We suggest that the debate on constraints in epistemic uses of imagination can be enriched if we take a step back and return to a more fundamental question: why thought experiments? What are the reasons that prompt us to engage in this kind of imaginative activity? Our central claim is that one of the most important reasons why we conduct thought experiments is that they provide powerful tools to philosophers and scientists for sharing their perspectives on reality, theories, words, etc, with others.

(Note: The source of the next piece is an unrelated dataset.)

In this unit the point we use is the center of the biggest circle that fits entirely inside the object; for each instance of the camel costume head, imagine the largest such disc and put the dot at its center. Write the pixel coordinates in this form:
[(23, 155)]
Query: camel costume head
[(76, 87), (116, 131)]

Perspectives in Scientific Representations
To fully appreciate the role of perspective in thought experiments, we think it is helpful to follow Bas Van Fraassen’s (2008) lead and understand the term “perspective” in light of the introduction of linear perspective in the Renaissance, that is, in a period that was marked by the emergence of a new technique that allowed painters to represent space and spatial depth. At this time, artists succeeded in going beyond the perspectival representation of singular objects and could faithfully represent three-dimensional ones as well as their spatial relations to objects in their neighbourhood on a bi-dimensional plane (cf. Panofsky 1991). While in a first moment the progress might have consisted in the artistic skill developed by individual painters, like Brunelleschi, it is important to note that the decisive breakthrough was achieved in the moment when this skill could be formalised and turned into a (mathematically informed) technique. Several painters – think of Leon Battista Alberti, Piero della Francesca or Albrecht Dürer[1] – have, in a second moment, described this technique with rules and principles that allowed them to pass it on to others and to teach it in an explicit manner. In their treatises, they insist that theirs is a mathematical or geometrical method, which could be learnt by interiorising the relevant rules or principles.

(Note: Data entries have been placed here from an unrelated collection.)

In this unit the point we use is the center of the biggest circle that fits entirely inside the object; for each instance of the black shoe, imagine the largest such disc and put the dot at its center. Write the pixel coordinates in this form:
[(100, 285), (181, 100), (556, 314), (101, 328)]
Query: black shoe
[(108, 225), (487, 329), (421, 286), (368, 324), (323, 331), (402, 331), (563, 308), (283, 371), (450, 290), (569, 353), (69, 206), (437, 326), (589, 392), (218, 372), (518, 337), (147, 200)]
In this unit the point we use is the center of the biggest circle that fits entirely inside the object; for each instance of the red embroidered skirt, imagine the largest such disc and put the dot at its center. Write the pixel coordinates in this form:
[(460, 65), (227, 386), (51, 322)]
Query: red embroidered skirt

We thus understand perspective as a technique or procedure to produce representations of objects in their relation to others, a technique that can be communicated on the basis of intersubjective rules and principles. Perspective is, as Van Fraassen suggests, a cluster concept; its central characteristics are distortion, occlusion, texture-fading, etc. – aspects that become manifest in the way the target objects or phenomena are represented. Moreover, next to these aspects, that pertain to the content of representation, perspective also comprises aspects that depend on the relation between this content and the person who endorses the perspective. This relation can be expressed, according to Van Fraassen, with indexical statements like: ‘this is how things look to me from here’ (2008: 59). As we hope our short discussion suggests, there are strong parallels between artistic and scientific representations. Both are results of (rule-guided) techniques, procedures or methods that can be taught and acquired, and both highlight some aspects of reality and occlude, distort or neglect others. For these reasons, philosophers like Ronald Giere, Bas Van Fraassen and others insist that scientific representations are perspectival. Moreover, they also highlight the pragmatic dimension of scientific representations, insisting that science is an activity and that we use theories and representations for practical purposes.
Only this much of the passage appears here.